En un instante, el suelo comenzó a temblar, sacudiendo las frágiles construcciones de adobe, bareque y tapia que predominaban en la región. Las casas, muchas de ellas levantadas con esfuerzo y dedicación por sus propios habitantes, no pudieron resistir la furia de la tierra. Pequeñas licuefacciones y deslizamientos de taludes de regular magnitud agravaron la situación, mientras las grietas se abrían en el terreno, creando un paisaje de destrucción.

El terremoto dejó un saldo trágico de 10 vidas perdidas. Diez historias, diez familias que lloraron a sus seres queridos bajo los escombros. Pero más allá de las pérdidas humanas, el sismo sembró el miedo y la incertidumbre en el corazón de la comunidad. Las réplicas frecuentes mantenían a todos en vilo, temiendo que el próximo temblor pudiera ser aún más devastador.

Para los habitantes de Pastocalle, el temor no se limitaba solo al suelo que temblaba bajo sus pies. Vivir cerca del imponente volcán Cotopaxi añadía una capa adicional de preocupación. El miedo a una posible erupción volcánica llevó a muchas familias, incluida la mía, a preparar planes de emergencia. La cercanía del río Cutuchi y la amenaza de los lahares forzaron a la comunidad a tener listas sus rutas de escape hacia las lomas de La Laguna, un refugio potencial en caso de desastre.

A pesar de la devastación, la comunidad de Pastocalle demostró una resiliencia impresionante. Los vecinos se unieron para ayudar a reconstruir lo que habían perdido, compartiendo recursos y brindando apoyo mutuo. Las historias de valentía y solidaridad se convirtieron en el bálsamo para un pueblo herido, pero no derrotado. La vida siguió adelante, con cada ladrillo colocado y cada casa levantada simbolizando un acto de resistencia y esperanza.

El terremoto de 1976 dejó una marca indeleble en la memoria de Pastocalle y sus alrededores. Para muchos, es un recordatorio constante de la fragilidad de la vida y de la fuerza incontrolable de la naturaleza. Sin embargo, también es un testimonio del espíritu inquebrantable de una comunidad que, a pesar del miedo y la pérdida, encontró la manera de salir adelante.

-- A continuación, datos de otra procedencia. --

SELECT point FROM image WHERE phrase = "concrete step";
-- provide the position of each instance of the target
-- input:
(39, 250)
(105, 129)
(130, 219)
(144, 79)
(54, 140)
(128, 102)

El legado de aquel fatídico día sigue vivo en las historias y recuerdos de quienes lo vivieron. Es un recordatorio de que, incluso en los momentos más oscuros, la solidaridad y la esperanza pueden iluminar el camino hacia la recuperación. Hoy, Pastocalle no solo se recuerda por su dolor, sino también por la fortaleza y el coraje de sus habitantes, que se enfrentaron a la adversidad con una determinación que inspira a todos los que conocen su historia.